A. What would be the most profitable price for the publisher to set for the book? The marginal-revenue curves that correspond to each segment of the demand curve have been drawn for you, using the gimmick explained in Figure 8–3.
B. The most profitable price is the price that enables the publisher to sell all those copies, but only those copies for which marginal revenue is greater than marginal cost. The problem in this case is that in order to sell the units from 16,000 to 24,000, for which marginal revenue exceeds marginal cost, the publisher must also sell the units between 12,000 and 16,000, for which marginal revenue is less than marginal cost. Which is the more profitable place to stop? Should the publisher set the price at $28 and sell 12,000, or set the price at $16 and sell 24,000?

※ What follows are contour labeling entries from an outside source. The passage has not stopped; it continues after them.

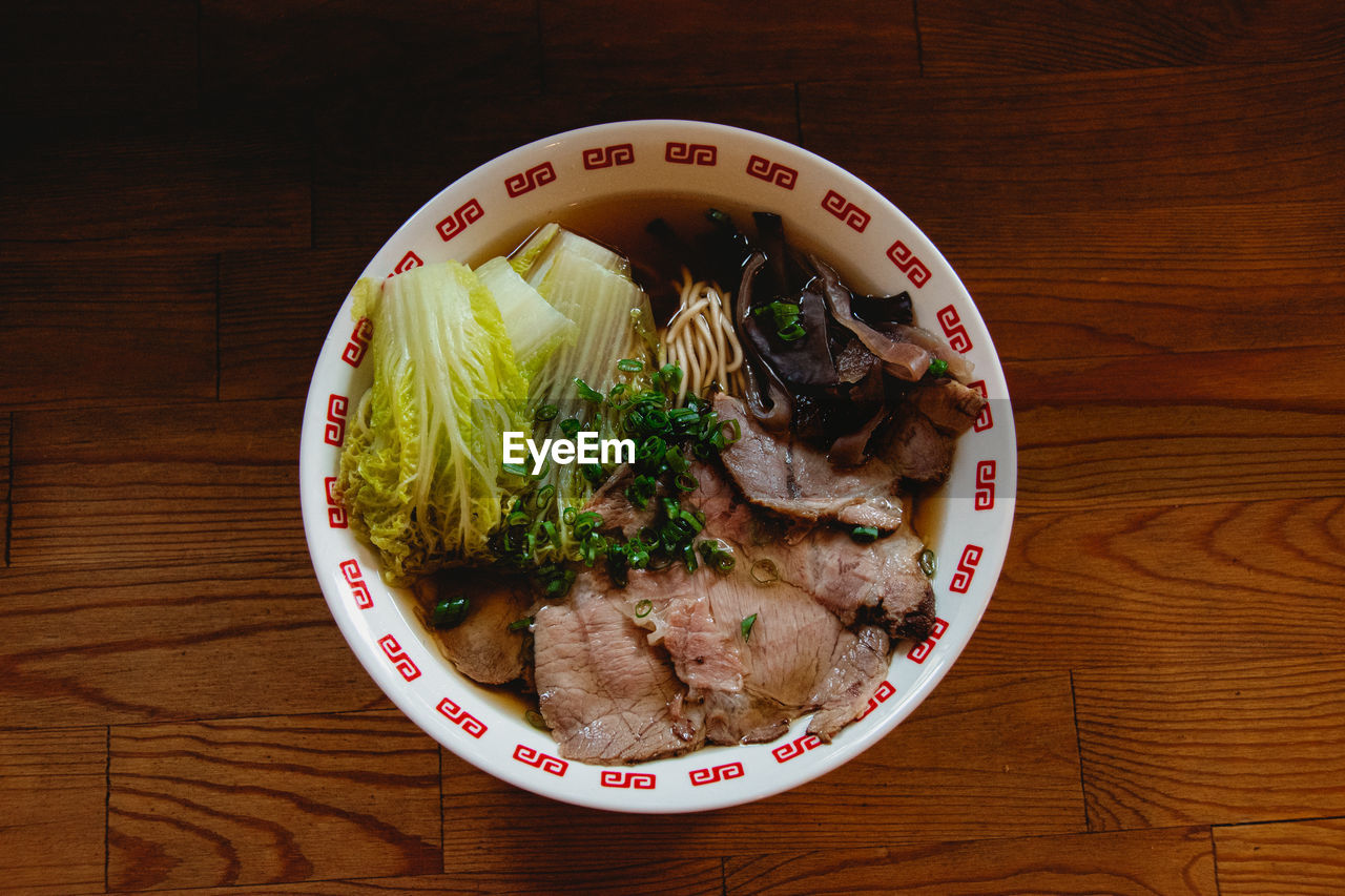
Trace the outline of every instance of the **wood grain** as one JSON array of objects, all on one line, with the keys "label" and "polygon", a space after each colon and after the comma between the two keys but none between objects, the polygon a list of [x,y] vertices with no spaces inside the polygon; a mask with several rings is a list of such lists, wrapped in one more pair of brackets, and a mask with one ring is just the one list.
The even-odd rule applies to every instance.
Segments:
[{"label": "wood grain", "polygon": [[1020,409],[1014,425],[1020,517],[1345,495],[1338,412],[1098,402]]},{"label": "wood grain", "polygon": [[1345,16],[1317,0],[920,0],[927,75],[1340,59]]},{"label": "wood grain", "polygon": [[846,0],[827,15],[802,0],[769,11],[656,0],[642,7],[643,27],[600,0],[542,0],[539,13],[546,87],[555,93],[919,73],[913,8],[901,0]]},{"label": "wood grain", "polygon": [[208,102],[274,104],[359,91],[498,93],[541,86],[535,7],[484,3],[200,4]]},{"label": "wood grain", "polygon": [[1345,880],[1345,819],[1215,829],[1223,896],[1332,896]]},{"label": "wood grain", "polygon": [[280,113],[31,121],[0,167],[0,252],[66,261],[307,246],[305,130]]},{"label": "wood grain", "polygon": [[725,879],[730,896],[1217,892],[1208,827],[767,853]]},{"label": "wood grain", "polygon": [[9,440],[13,417],[0,412],[0,514],[4,514],[4,534],[0,535],[0,558],[5,566],[9,565]]},{"label": "wood grain", "polygon": [[307,558],[0,572],[0,726],[389,705]]},{"label": "wood grain", "polygon": [[[799,108],[810,149],[917,223],[990,209],[1278,207],[1345,198],[1342,73],[1332,62],[804,83]],[[846,125],[858,120],[863,140]]]},{"label": "wood grain", "polygon": [[0,12],[0,112],[86,116],[196,105],[196,4],[5,4]]},{"label": "wood grain", "polygon": [[221,258],[221,400],[308,394],[327,328],[373,254],[362,246]]},{"label": "wood grain", "polygon": [[[1294,386],[1282,371],[1294,370]],[[1076,358],[1005,365],[1015,405],[1095,402],[1244,404],[1274,410],[1340,413],[1345,396],[1334,386],[1345,375],[1345,346],[1303,346],[1262,351],[1188,351],[1141,358]]]},{"label": "wood grain", "polygon": [[1014,362],[1338,346],[1345,202],[920,222]]},{"label": "wood grain", "polygon": [[0,406],[214,398],[215,260],[13,261],[0,280]]},{"label": "wood grain", "polygon": [[[358,246],[367,260],[417,209],[476,165],[603,121],[698,118],[798,140],[792,85],[642,91],[621,83],[586,91],[582,104],[534,93],[486,100],[391,96],[373,105],[338,97],[321,104],[315,113],[313,245]],[[406,140],[408,133],[416,140]]]},{"label": "wood grain", "polygon": [[105,728],[0,731],[0,889],[102,892],[106,763]]},{"label": "wood grain", "polygon": [[[15,566],[229,564],[307,554],[297,402],[24,412]],[[319,483],[320,487],[320,483]]]},{"label": "wood grain", "polygon": [[438,748],[399,713],[112,729],[112,888],[441,872]]},{"label": "wood grain", "polygon": [[[662,858],[698,858],[1080,831],[1077,772],[1065,675],[955,670],[909,720],[842,768],[690,823],[682,815],[642,817],[639,846]],[[831,811],[835,806],[846,811]],[[631,819],[557,806],[445,753],[444,825],[451,858],[463,870],[558,857],[597,869],[611,861],[611,844]]]},{"label": "wood grain", "polygon": [[960,665],[986,670],[1334,652],[1345,500],[1228,502],[1020,517]]},{"label": "wood grain", "polygon": [[1093,830],[1345,814],[1338,651],[1260,659],[1247,650],[1079,670],[1073,682]]},{"label": "wood grain", "polygon": [[[561,858],[564,861],[564,858]],[[163,896],[364,896],[367,893],[651,893],[652,896],[720,896],[724,892],[718,858],[663,861],[654,857],[609,858],[601,868],[566,868],[531,862],[483,872],[360,877],[260,887],[206,887],[156,889]]]}]

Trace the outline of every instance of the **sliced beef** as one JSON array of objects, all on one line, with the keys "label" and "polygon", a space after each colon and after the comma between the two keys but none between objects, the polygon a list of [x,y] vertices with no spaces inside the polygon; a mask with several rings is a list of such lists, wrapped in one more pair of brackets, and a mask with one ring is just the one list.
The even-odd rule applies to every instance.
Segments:
[{"label": "sliced beef", "polygon": [[888,632],[877,626],[863,626],[845,632],[837,640],[831,670],[812,694],[820,706],[808,722],[808,733],[823,741],[853,722],[888,674]]},{"label": "sliced beef", "polygon": [[625,595],[601,576],[581,572],[564,603],[541,607],[534,639],[542,718],[561,756],[638,763],[703,743],[686,686],[632,622]]},{"label": "sliced beef", "polygon": [[763,549],[780,578],[803,588],[846,624],[881,626],[892,638],[928,638],[933,587],[920,570],[924,545],[909,526],[872,544],[816,527],[794,545]]},{"label": "sliced beef", "polygon": [[[628,607],[652,604],[636,622],[651,627],[650,639],[667,648],[690,697],[703,702],[706,739],[717,744],[773,740],[827,702],[831,661],[843,652],[838,643],[854,638],[807,592],[763,587],[745,569],[636,573],[627,592]],[[744,638],[744,620],[753,616]]]},{"label": "sliced beef", "polygon": [[[492,569],[452,569],[422,578],[414,591],[425,628],[460,673],[484,685],[525,677],[526,632],[510,631],[535,599],[525,578]],[[434,604],[459,593],[471,600],[467,619],[455,628],[434,628],[429,622]]]},{"label": "sliced beef", "polygon": [[[890,642],[882,600],[894,595],[866,587],[862,596],[873,601],[870,609],[861,612],[859,603],[837,612],[853,596],[853,583],[842,589],[816,553],[850,556],[872,546],[820,526],[783,527],[744,500],[718,467],[697,463],[691,472],[699,482],[690,500],[705,514],[702,534],[728,544],[737,562],[726,574],[707,566],[691,576],[632,573],[624,592],[627,615],[667,650],[690,686],[689,698],[702,702],[707,740],[773,740],[814,710],[810,731],[830,739],[863,710],[886,674]],[[843,544],[833,541],[834,534]],[[800,553],[811,562],[800,562]],[[755,576],[759,562],[780,574]],[[881,564],[873,566],[870,574],[880,574]],[[854,631],[849,623],[857,623]],[[902,613],[893,627],[905,624]]]},{"label": "sliced beef", "polygon": [[907,408],[877,437],[878,452],[902,479],[939,483],[952,468],[952,439],[928,417]]},{"label": "sliced beef", "polygon": [[929,418],[940,432],[959,436],[976,421],[986,406],[986,398],[975,389],[956,379],[939,379],[912,390],[909,397],[916,410]]},{"label": "sliced beef", "polygon": [[633,482],[635,468],[631,464],[621,464],[612,471],[607,482],[599,486],[593,496],[589,498],[588,505],[584,506],[584,510],[601,514],[604,530],[617,530],[627,538],[635,537],[642,526],[654,522],[655,507],[658,506],[655,498],[662,495],[663,490],[660,488],[655,498],[651,498],[644,507],[636,507],[625,496],[625,490]]},{"label": "sliced beef", "polygon": [[738,424],[740,439],[721,457],[748,500],[795,519],[878,529],[901,525],[901,474],[884,459],[838,470],[820,451],[767,432],[737,398],[721,393],[714,409],[720,420]]}]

C. Suppose the publisher puts a hard cover on the book when it’s first published, then waits six or eight months before bringing the book out in a paperback edition at a lower price. What prices should it set for each edition? A reasonable approach would be to assume that all prospective purchasers at prices above $20 either are not willing to wait or want the hardcover edition, while those below $20 are willing to wait and to accept the paperback edition. To calculate the prices to set for each edition, you must first separate the two demand curves. Cut the lower section of the demand curve from the upper section and drag it to the left so that it begins at the price axis; it will then show the quantity of softcover books that will be demanded at various prices when the paperback edition is published. This has been done for you on the right-hand graph in Figure 8–7. Draw the marginal-revenue curve for each demand curve, find out where marginal revenue crosses marginal cost in each market, and set the appropriate prices.